La sal de la vida

La sal de la vida

Bajar por la carretera de Las Caletas -uno de los seis barrios de Fuencaliente junto a Los Canarios, Las Indias, Los Quemados, La Fajana y El Charco- equivale a adentrarse en un mundo de misterio y belleza que va marcando el cambio de colores. Al comienzo con los tonos verdes y ocres de los terrenos de viñas y la vegetación, por desgracia cada vez más invadida por el rabo de gato. Luego, con el marrón del malpaís y al final con el casi negro de las rocas volcánicas. Ya en la meta, el blanco de las salinas y al fondo el paisaje el azul, a menudo gris, de la mar. Una mar partida en dos: la del norte, bravía y siempre mecida por el viento y la del sur, mucho más mansa.

Con el aún recientemente activo Teneguía a la izquierda, la anhelada Fuentesanta al otro lado y de frente los dos faros, el viejo y el nuevo, también diferenciados por sus colores, aparecen las salinas, reclamo para propios y extraños. Sitio de interés científico, espacio protegido desde 1994, pero, sobre todo, seña de identidad de un pueblo, Fuencaliente, y de una isla, La Palma.

Son siete hectáreas en la que, además de la producción de sal, habitan varias especies animales y vegetales. Sal marina de muy alta calidad sobre lavas basálticas. Así, desde sus inicios a finales de los años sesenta hasta hoy.

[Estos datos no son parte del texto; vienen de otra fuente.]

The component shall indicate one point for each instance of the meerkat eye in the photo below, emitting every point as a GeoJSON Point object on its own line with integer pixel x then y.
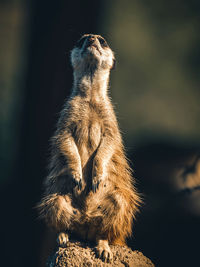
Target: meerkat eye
{"type": "Point", "coordinates": [80, 42]}
{"type": "Point", "coordinates": [103, 42]}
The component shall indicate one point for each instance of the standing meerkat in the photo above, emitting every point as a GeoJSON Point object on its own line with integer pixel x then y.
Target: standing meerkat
{"type": "Point", "coordinates": [89, 190]}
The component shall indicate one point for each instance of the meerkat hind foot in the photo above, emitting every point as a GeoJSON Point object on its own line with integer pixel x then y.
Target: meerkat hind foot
{"type": "Point", "coordinates": [62, 239]}
{"type": "Point", "coordinates": [103, 251]}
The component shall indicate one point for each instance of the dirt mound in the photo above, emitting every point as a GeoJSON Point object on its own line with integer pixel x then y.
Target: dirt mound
{"type": "Point", "coordinates": [78, 254]}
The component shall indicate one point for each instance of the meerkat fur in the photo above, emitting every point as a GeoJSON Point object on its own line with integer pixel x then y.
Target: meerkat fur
{"type": "Point", "coordinates": [90, 190]}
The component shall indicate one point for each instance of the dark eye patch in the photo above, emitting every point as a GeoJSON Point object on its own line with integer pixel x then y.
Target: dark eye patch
{"type": "Point", "coordinates": [103, 42]}
{"type": "Point", "coordinates": [80, 42]}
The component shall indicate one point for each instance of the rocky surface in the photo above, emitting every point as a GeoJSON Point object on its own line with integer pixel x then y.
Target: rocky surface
{"type": "Point", "coordinates": [83, 255]}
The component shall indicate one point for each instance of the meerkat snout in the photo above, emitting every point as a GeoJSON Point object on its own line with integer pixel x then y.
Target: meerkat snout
{"type": "Point", "coordinates": [92, 51]}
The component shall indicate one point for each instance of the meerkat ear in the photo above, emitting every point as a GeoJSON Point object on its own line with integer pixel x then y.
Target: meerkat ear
{"type": "Point", "coordinates": [114, 64]}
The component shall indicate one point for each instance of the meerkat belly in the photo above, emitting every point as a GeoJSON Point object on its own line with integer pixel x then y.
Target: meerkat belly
{"type": "Point", "coordinates": [88, 136]}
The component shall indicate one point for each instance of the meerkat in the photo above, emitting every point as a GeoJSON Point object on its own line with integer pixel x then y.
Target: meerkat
{"type": "Point", "coordinates": [90, 190]}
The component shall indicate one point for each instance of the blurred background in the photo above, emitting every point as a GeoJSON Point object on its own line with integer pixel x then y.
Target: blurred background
{"type": "Point", "coordinates": [155, 90]}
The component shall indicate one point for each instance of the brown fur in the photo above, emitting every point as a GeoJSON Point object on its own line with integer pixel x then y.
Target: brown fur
{"type": "Point", "coordinates": [89, 189]}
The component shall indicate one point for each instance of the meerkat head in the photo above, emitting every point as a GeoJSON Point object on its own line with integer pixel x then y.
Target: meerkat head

El blanco y el negro, por lo tanto, se funden igual que la materia prima de la naturaleza y el trabajo humano.

La idea pionera de Fernando Hernández y el maestro salinero Luis Rodríguez, con Lanzarote como ejemplo, cuajó primero y se consolidó después. Actualmente es objeto de la visita al año de cientos de miles de turistas.

Las salinas de Fuencaliente encajan casi de manera perfecta en la idea del turismo que se pretende para la Isla Bonita con la curiosidad por el paisaje y la ciencia como grandes ejes.